Like many of you reading this, I am a college student on track to a rewarding career. I am an independent individual, driving places by myself, working to pay for school, having an engaging social life, good friends, and taking college courses at the university level. I make my own decisions, pay for my own things, and I am a model citizen and an active member of my community. And yet, despite all these hoity-toity mature competences, I have never, in nearly two decades of human existence, ever felt like an adult.
I’ve been watching Saturday morning cartoons ever since I could talk. I still wish I could eat ice cream for every meal. I fight with my siblings and get frustrated when I don’t get my own way. My bed is covered with pink blankets and tons of stuffed animals. My bookshelf is filled with comic books and children’s stories. I get bored easily and sometimes just randomly break out a box of Crayola crayons just because I can. And just ten minutes ago I went downstairs to the kitchen because my mom baked chocolate chip cookies and I wanted one hot out of the oven.
So really, I’ve never had an experience when I’ve recognizably crossed the threshold between child and adult. Perhaps it’s because I’ve never really had to. I can fake a cordial handshake, dress in business casual, and make polite dinner conversation, but once I take off that façade I’m back to being me. Maybe it’s because I’m still a teenager – maybe I’ll feel more like an adult when I’m twenty.
Or maybe not.
Perhaps I’ll feel like an adult when I’ve finished college. Finished with school, got my own place, my own life, sounds pretty adult-ish to me, right? But I have the feeling that I’ll still have my insatiable appetite for vanilla ice cream, no matter how old I get.

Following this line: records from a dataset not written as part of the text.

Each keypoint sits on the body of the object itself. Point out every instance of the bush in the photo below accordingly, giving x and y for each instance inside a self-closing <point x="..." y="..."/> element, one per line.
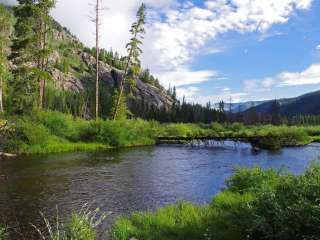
<point x="2" y="232"/>
<point x="80" y="228"/>
<point x="175" y="222"/>
<point x="257" y="205"/>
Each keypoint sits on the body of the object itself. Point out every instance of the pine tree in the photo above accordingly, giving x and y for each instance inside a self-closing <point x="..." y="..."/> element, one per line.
<point x="134" y="52"/>
<point x="29" y="53"/>
<point x="5" y="34"/>
<point x="24" y="83"/>
<point x="43" y="25"/>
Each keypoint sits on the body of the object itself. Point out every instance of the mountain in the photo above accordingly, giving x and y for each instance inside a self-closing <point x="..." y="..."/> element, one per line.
<point x="241" y="107"/>
<point x="72" y="69"/>
<point x="305" y="104"/>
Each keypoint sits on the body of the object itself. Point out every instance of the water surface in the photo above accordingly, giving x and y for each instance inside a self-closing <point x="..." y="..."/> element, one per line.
<point x="123" y="181"/>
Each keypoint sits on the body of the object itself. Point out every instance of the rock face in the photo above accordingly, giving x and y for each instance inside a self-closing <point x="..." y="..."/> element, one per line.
<point x="76" y="79"/>
<point x="142" y="93"/>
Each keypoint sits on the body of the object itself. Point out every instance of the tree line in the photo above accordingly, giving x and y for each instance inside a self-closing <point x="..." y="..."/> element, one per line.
<point x="24" y="42"/>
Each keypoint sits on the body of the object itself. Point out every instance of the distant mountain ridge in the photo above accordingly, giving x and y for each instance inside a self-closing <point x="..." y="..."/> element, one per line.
<point x="307" y="104"/>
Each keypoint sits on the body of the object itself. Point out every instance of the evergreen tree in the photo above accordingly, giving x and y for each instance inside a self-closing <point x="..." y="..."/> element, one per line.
<point x="134" y="50"/>
<point x="275" y="113"/>
<point x="24" y="83"/>
<point x="29" y="54"/>
<point x="5" y="33"/>
<point x="43" y="25"/>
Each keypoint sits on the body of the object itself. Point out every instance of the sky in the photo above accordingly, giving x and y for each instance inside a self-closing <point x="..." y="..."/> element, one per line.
<point x="214" y="50"/>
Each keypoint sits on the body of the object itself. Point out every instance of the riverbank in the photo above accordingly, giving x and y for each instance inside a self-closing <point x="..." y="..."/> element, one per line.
<point x="256" y="204"/>
<point x="54" y="132"/>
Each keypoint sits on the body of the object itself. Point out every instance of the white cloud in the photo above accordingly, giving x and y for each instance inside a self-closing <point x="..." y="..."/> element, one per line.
<point x="192" y="94"/>
<point x="182" y="77"/>
<point x="175" y="40"/>
<point x="309" y="76"/>
<point x="177" y="31"/>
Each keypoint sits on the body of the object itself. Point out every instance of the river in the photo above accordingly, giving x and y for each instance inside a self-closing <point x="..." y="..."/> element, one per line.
<point x="126" y="180"/>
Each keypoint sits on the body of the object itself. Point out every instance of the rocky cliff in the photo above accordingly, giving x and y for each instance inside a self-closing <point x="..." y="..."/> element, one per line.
<point x="73" y="69"/>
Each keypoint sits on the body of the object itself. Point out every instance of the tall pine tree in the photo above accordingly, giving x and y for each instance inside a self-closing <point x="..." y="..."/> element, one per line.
<point x="134" y="52"/>
<point x="5" y="34"/>
<point x="29" y="53"/>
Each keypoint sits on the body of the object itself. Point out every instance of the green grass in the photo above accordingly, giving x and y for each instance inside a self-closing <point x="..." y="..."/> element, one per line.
<point x="2" y="232"/>
<point x="257" y="205"/>
<point x="51" y="132"/>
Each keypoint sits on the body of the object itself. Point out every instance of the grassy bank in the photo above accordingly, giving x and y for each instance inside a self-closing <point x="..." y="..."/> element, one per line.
<point x="52" y="132"/>
<point x="262" y="136"/>
<point x="256" y="205"/>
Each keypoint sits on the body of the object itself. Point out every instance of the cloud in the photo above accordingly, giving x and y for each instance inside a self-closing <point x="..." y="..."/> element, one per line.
<point x="178" y="31"/>
<point x="191" y="94"/>
<point x="182" y="77"/>
<point x="265" y="36"/>
<point x="175" y="40"/>
<point x="309" y="76"/>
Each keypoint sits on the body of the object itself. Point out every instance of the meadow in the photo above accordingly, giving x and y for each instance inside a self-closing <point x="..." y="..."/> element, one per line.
<point x="52" y="132"/>
<point x="256" y="204"/>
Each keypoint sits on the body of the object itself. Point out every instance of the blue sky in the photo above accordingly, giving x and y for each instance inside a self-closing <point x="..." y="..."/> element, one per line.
<point x="212" y="50"/>
<point x="253" y="56"/>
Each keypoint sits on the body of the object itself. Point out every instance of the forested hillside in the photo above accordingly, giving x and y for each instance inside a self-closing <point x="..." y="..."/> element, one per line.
<point x="69" y="70"/>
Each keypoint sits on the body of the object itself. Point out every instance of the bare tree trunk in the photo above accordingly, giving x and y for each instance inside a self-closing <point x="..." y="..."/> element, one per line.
<point x="42" y="64"/>
<point x="97" y="59"/>
<point x="1" y="95"/>
<point x="122" y="84"/>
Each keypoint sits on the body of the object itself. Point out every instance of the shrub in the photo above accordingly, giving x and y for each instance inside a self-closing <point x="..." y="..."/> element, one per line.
<point x="175" y="222"/>
<point x="2" y="232"/>
<point x="257" y="205"/>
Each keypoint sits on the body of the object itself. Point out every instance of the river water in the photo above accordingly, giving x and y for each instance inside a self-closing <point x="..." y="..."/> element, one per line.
<point x="126" y="180"/>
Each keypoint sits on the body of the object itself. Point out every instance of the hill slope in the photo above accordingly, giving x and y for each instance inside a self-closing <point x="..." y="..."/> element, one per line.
<point x="304" y="104"/>
<point x="72" y="69"/>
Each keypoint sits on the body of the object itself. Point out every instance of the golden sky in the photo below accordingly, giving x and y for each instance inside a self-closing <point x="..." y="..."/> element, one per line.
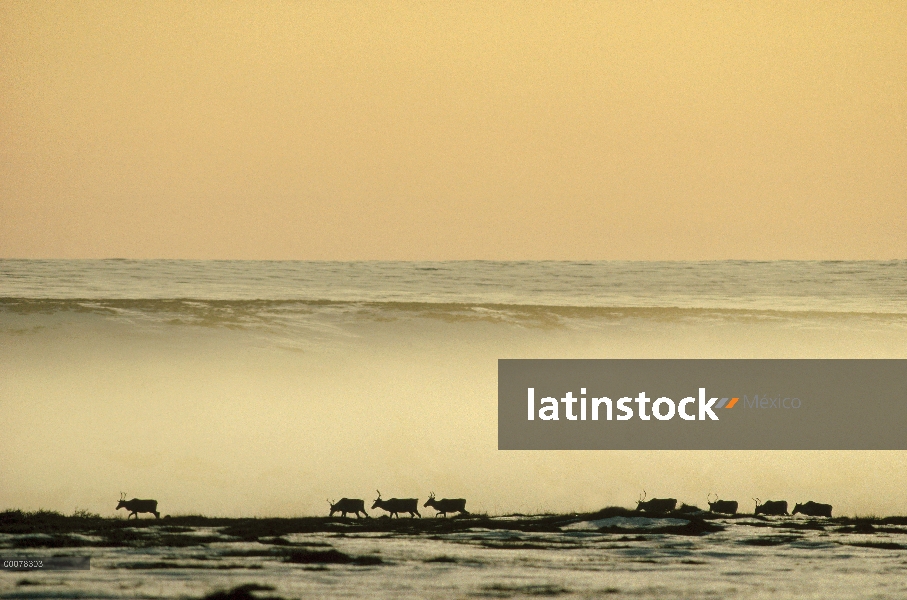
<point x="453" y="130"/>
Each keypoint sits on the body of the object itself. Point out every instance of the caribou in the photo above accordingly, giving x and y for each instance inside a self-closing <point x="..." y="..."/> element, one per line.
<point x="394" y="506"/>
<point x="770" y="507"/>
<point x="655" y="505"/>
<point x="346" y="505"/>
<point x="446" y="505"/>
<point x="135" y="506"/>
<point x="728" y="507"/>
<point x="813" y="509"/>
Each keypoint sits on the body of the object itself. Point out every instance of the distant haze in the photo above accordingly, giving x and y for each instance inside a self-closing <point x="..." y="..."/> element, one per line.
<point x="492" y="130"/>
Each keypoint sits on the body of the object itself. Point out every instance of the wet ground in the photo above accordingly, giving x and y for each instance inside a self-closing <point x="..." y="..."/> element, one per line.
<point x="614" y="553"/>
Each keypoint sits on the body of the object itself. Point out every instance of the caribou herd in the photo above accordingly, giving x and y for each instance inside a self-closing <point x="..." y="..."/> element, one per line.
<point x="394" y="506"/>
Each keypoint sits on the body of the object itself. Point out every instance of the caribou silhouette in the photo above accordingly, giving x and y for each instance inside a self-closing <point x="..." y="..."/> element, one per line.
<point x="728" y="507"/>
<point x="446" y="505"/>
<point x="655" y="505"/>
<point x="346" y="505"/>
<point x="135" y="506"/>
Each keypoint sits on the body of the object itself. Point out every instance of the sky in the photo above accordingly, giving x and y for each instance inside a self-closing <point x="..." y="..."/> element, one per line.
<point x="463" y="130"/>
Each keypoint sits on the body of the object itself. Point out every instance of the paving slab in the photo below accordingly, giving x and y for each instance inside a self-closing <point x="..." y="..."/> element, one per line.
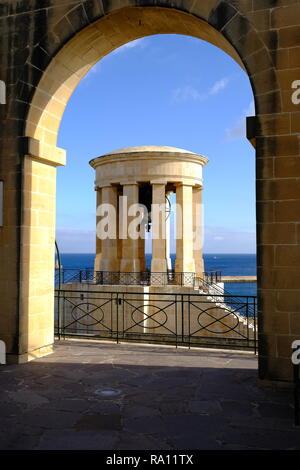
<point x="99" y="395"/>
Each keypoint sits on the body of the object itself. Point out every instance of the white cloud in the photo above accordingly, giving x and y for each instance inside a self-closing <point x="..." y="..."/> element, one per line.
<point x="238" y="131"/>
<point x="130" y="45"/>
<point x="188" y="92"/>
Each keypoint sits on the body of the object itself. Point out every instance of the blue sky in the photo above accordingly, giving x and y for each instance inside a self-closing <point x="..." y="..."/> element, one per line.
<point x="162" y="90"/>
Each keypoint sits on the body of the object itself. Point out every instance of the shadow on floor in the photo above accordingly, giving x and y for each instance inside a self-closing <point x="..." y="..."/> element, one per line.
<point x="94" y="395"/>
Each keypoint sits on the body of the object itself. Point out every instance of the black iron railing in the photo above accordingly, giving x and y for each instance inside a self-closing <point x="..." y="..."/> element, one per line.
<point x="66" y="276"/>
<point x="179" y="319"/>
<point x="296" y="377"/>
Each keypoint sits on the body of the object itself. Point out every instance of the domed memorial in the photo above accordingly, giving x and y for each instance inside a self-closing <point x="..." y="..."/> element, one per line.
<point x="133" y="187"/>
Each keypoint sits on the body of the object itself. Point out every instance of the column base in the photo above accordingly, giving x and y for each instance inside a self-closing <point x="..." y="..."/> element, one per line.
<point x="110" y="265"/>
<point x="184" y="266"/>
<point x="159" y="265"/>
<point x="29" y="356"/>
<point x="130" y="265"/>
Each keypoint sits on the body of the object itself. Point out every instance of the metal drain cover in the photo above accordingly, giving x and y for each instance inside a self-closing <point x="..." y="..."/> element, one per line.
<point x="108" y="392"/>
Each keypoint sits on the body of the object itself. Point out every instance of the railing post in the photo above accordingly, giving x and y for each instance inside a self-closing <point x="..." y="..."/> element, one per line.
<point x="296" y="393"/>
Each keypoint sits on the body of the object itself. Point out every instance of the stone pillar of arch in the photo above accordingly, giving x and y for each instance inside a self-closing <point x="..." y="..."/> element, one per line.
<point x="185" y="262"/>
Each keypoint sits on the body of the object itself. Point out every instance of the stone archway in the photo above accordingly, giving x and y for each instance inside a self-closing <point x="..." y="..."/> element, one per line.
<point x="76" y="38"/>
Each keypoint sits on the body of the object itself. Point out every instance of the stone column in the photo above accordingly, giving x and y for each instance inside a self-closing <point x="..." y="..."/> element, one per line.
<point x="158" y="214"/>
<point x="130" y="247"/>
<point x="142" y="248"/>
<point x="98" y="240"/>
<point x="184" y="229"/>
<point x="198" y="230"/>
<point x="109" y="259"/>
<point x="168" y="237"/>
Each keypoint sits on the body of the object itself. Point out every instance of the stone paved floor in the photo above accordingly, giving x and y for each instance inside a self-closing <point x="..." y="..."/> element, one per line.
<point x="165" y="399"/>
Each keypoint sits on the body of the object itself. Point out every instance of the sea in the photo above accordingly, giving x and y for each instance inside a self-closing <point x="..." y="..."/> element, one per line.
<point x="228" y="264"/>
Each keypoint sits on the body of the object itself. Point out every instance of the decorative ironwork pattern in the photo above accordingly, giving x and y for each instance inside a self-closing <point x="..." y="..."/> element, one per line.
<point x="67" y="276"/>
<point x="180" y="319"/>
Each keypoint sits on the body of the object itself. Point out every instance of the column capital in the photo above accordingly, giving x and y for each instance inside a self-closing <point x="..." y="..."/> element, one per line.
<point x="101" y="186"/>
<point x="129" y="183"/>
<point x="184" y="183"/>
<point x="158" y="182"/>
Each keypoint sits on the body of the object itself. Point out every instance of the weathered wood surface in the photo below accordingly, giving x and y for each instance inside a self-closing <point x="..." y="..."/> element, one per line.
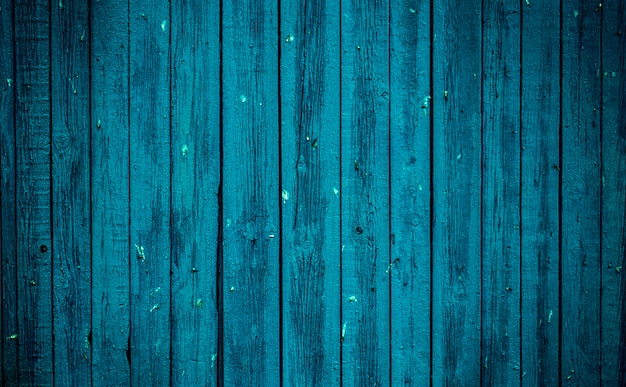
<point x="456" y="175"/>
<point x="410" y="192"/>
<point x="540" y="189"/>
<point x="312" y="193"/>
<point x="251" y="196"/>
<point x="501" y="291"/>
<point x="310" y="151"/>
<point x="71" y="191"/>
<point x="195" y="139"/>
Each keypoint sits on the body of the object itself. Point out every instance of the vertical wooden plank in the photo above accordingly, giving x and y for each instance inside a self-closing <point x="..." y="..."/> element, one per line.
<point x="456" y="193"/>
<point x="70" y="186"/>
<point x="365" y="192"/>
<point x="613" y="143"/>
<point x="580" y="169"/>
<point x="34" y="252"/>
<point x="310" y="192"/>
<point x="150" y="25"/>
<point x="195" y="185"/>
<point x="501" y="195"/>
<point x="540" y="165"/>
<point x="251" y="194"/>
<point x="8" y="234"/>
<point x="410" y="44"/>
<point x="110" y="149"/>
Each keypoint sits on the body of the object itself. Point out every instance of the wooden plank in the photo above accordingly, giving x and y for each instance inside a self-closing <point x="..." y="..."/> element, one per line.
<point x="251" y="194"/>
<point x="71" y="191"/>
<point x="409" y="155"/>
<point x="110" y="182"/>
<point x="456" y="270"/>
<point x="365" y="234"/>
<point x="34" y="244"/>
<point x="310" y="192"/>
<point x="613" y="176"/>
<point x="540" y="164"/>
<point x="150" y="311"/>
<point x="501" y="195"/>
<point x="8" y="234"/>
<point x="195" y="185"/>
<point x="580" y="194"/>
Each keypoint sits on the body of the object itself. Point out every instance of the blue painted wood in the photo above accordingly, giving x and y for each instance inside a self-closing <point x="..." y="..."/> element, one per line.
<point x="71" y="242"/>
<point x="456" y="270"/>
<point x="501" y="292"/>
<point x="110" y="183"/>
<point x="540" y="166"/>
<point x="310" y="148"/>
<point x="149" y="121"/>
<point x="251" y="194"/>
<point x="365" y="236"/>
<point x="580" y="194"/>
<point x="8" y="234"/>
<point x="613" y="190"/>
<point x="409" y="153"/>
<point x="194" y="193"/>
<point x="33" y="185"/>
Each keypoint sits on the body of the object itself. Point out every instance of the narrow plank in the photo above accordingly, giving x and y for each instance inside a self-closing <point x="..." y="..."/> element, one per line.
<point x="149" y="118"/>
<point x="310" y="67"/>
<point x="110" y="182"/>
<point x="613" y="177"/>
<point x="580" y="169"/>
<point x="364" y="189"/>
<point x="251" y="194"/>
<point x="540" y="164"/>
<point x="8" y="235"/>
<point x="34" y="229"/>
<point x="195" y="185"/>
<point x="410" y="192"/>
<point x="456" y="269"/>
<point x="501" y="195"/>
<point x="71" y="191"/>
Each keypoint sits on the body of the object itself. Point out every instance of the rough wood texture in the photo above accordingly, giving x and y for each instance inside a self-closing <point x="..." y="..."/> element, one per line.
<point x="456" y="270"/>
<point x="613" y="177"/>
<point x="110" y="182"/>
<point x="195" y="184"/>
<point x="580" y="194"/>
<point x="150" y="311"/>
<point x="501" y="345"/>
<point x="251" y="194"/>
<point x="8" y="234"/>
<point x="33" y="186"/>
<point x="365" y="238"/>
<point x="71" y="192"/>
<point x="310" y="148"/>
<point x="540" y="169"/>
<point x="409" y="270"/>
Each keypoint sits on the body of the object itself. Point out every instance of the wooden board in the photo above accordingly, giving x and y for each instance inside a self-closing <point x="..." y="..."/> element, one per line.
<point x="365" y="238"/>
<point x="33" y="186"/>
<point x="456" y="177"/>
<point x="613" y="177"/>
<point x="8" y="234"/>
<point x="540" y="190"/>
<point x="409" y="157"/>
<point x="71" y="192"/>
<point x="195" y="185"/>
<point x="250" y="194"/>
<point x="580" y="179"/>
<point x="150" y="260"/>
<point x="110" y="183"/>
<point x="310" y="148"/>
<point x="501" y="292"/>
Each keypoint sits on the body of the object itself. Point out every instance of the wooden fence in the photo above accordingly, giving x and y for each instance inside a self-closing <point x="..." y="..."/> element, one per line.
<point x="355" y="192"/>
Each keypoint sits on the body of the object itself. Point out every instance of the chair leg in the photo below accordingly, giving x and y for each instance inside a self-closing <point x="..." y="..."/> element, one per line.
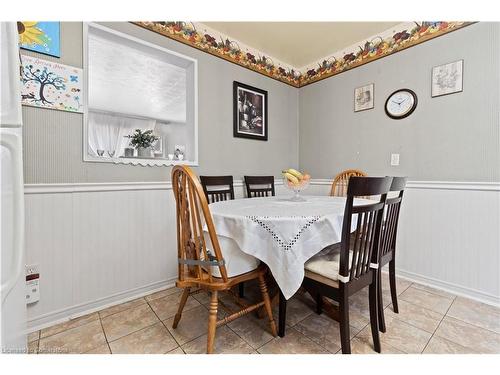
<point x="345" y="338"/>
<point x="212" y="322"/>
<point x="373" y="291"/>
<point x="380" y="303"/>
<point x="282" y="315"/>
<point x="267" y="304"/>
<point x="182" y="303"/>
<point x="319" y="303"/>
<point x="392" y="282"/>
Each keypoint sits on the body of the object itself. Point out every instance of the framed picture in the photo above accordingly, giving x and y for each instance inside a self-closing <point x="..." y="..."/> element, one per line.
<point x="363" y="97"/>
<point x="447" y="78"/>
<point x="41" y="37"/>
<point x="250" y="112"/>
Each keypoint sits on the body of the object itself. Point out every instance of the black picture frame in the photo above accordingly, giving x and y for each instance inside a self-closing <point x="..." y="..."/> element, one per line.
<point x="246" y="123"/>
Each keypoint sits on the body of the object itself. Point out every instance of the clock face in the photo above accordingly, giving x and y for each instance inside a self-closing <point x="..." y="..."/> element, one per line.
<point x="401" y="104"/>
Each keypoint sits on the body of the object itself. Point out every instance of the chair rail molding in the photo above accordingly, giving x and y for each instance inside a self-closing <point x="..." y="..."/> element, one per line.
<point x="112" y="242"/>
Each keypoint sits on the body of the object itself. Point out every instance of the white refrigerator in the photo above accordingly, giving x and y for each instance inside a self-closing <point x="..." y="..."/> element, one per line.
<point x="13" y="283"/>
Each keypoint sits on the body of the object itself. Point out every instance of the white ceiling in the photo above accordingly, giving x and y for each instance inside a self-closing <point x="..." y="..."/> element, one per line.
<point x="300" y="43"/>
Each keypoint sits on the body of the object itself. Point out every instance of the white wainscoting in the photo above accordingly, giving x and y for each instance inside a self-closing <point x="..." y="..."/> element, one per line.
<point x="448" y="236"/>
<point x="101" y="244"/>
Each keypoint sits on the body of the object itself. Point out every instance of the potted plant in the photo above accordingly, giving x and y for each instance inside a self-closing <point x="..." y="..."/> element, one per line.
<point x="142" y="141"/>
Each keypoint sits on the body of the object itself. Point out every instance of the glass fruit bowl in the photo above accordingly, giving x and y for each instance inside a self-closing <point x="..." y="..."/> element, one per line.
<point x="296" y="188"/>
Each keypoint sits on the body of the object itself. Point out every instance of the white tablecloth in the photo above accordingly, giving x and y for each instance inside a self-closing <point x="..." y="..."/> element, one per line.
<point x="282" y="233"/>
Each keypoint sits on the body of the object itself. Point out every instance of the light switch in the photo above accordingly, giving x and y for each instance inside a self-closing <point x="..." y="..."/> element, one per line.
<point x="394" y="159"/>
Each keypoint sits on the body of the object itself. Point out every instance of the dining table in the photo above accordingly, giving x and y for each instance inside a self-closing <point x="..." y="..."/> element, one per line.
<point x="283" y="233"/>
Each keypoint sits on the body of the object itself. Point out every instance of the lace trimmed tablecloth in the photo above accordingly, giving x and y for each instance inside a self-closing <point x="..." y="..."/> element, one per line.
<point x="282" y="233"/>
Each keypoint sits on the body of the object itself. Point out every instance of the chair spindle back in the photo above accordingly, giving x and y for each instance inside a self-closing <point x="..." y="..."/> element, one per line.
<point x="368" y="219"/>
<point x="259" y="186"/>
<point x="218" y="188"/>
<point x="192" y="211"/>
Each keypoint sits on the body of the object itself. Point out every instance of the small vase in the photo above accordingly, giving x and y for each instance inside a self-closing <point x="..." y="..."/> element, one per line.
<point x="144" y="152"/>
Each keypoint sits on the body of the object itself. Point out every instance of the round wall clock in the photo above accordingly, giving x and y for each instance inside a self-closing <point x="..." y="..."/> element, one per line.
<point x="400" y="104"/>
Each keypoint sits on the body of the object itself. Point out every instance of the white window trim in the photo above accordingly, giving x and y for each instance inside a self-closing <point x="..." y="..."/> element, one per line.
<point x="134" y="161"/>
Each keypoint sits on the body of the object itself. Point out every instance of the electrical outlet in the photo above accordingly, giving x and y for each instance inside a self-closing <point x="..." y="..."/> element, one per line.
<point x="394" y="159"/>
<point x="32" y="283"/>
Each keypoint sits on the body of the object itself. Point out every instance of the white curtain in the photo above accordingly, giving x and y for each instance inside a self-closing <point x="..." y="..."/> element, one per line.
<point x="107" y="132"/>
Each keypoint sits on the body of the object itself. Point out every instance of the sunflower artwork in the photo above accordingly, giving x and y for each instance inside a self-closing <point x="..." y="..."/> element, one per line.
<point x="42" y="37"/>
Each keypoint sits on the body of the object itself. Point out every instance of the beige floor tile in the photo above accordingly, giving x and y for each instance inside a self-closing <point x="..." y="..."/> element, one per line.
<point x="427" y="300"/>
<point x="254" y="331"/>
<point x="324" y="331"/>
<point x="417" y="316"/>
<point x="477" y="313"/>
<point x="399" y="335"/>
<point x="103" y="349"/>
<point x="226" y="342"/>
<point x="177" y="350"/>
<point x="33" y="347"/>
<point x="166" y="307"/>
<point x="151" y="340"/>
<point x="294" y="342"/>
<point x="128" y="321"/>
<point x="80" y="339"/>
<point x="33" y="336"/>
<point x="429" y="289"/>
<point x="438" y="345"/>
<point x="193" y="324"/>
<point x="298" y="308"/>
<point x="68" y="325"/>
<point x="401" y="284"/>
<point x="162" y="293"/>
<point x="121" y="307"/>
<point x="362" y="346"/>
<point x="468" y="335"/>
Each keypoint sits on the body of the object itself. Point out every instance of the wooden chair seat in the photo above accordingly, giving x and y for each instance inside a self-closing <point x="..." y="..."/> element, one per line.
<point x="326" y="266"/>
<point x="199" y="255"/>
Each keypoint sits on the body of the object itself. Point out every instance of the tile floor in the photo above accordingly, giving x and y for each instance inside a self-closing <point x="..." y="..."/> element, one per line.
<point x="430" y="321"/>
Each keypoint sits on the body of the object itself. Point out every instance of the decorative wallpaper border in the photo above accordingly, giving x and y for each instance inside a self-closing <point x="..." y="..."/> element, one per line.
<point x="398" y="38"/>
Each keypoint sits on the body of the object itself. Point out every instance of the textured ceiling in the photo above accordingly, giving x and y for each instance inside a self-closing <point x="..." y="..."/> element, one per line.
<point x="300" y="43"/>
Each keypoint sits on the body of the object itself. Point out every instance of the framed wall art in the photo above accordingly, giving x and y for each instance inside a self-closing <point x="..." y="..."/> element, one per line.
<point x="250" y="112"/>
<point x="447" y="79"/>
<point x="364" y="97"/>
<point x="48" y="84"/>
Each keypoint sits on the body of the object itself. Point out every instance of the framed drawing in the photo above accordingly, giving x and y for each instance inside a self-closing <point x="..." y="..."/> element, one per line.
<point x="363" y="97"/>
<point x="447" y="78"/>
<point x="41" y="37"/>
<point x="48" y="84"/>
<point x="250" y="112"/>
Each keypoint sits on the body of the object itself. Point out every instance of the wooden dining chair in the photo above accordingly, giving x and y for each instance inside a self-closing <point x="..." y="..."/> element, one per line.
<point x="196" y="264"/>
<point x="340" y="182"/>
<point x="339" y="275"/>
<point x="388" y="246"/>
<point x="259" y="186"/>
<point x="217" y="188"/>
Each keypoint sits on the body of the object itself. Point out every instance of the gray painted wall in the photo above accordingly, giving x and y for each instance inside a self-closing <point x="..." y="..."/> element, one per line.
<point x="53" y="139"/>
<point x="448" y="138"/>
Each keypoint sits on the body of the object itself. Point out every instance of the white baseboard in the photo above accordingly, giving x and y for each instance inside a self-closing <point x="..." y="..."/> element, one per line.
<point x="63" y="315"/>
<point x="449" y="287"/>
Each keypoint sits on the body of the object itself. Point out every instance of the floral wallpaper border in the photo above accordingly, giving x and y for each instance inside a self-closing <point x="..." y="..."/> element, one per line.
<point x="396" y="39"/>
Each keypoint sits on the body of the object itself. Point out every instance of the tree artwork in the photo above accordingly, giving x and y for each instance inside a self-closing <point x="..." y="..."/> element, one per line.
<point x="43" y="78"/>
<point x="51" y="85"/>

Maybe I’ll be an adult when I’m fifty. That’s pretty old, isn’t it? Got my own house, a family maybe, a 401k (whatever that is)? But I somehow know that my childish affections for Hello Kitty will remain.
Maybe, just maybe I’ll feel like an adult much later in life. Perhaps on my deathbed, with my family gathered around me in inconsolable mourning, I’ll feel like I’ve lived my adult life without regrets. I’ll have accomplished all I’ve wanted to do and seen all I’ve wanted to see. With all my affairs in order, I take my final breath. But one thing is nagging at me. It’s not the fear of the unknown, the morbid worry of how my family will cope without me. Not the frantic wondering if I could have done more with my life. Not the terror at all the unaccomplished dreams I’ve left on earth. No, I feel that not even the chronic fear of death will tear me from my final thought:
“Did I forget to watch cartoons this morning?”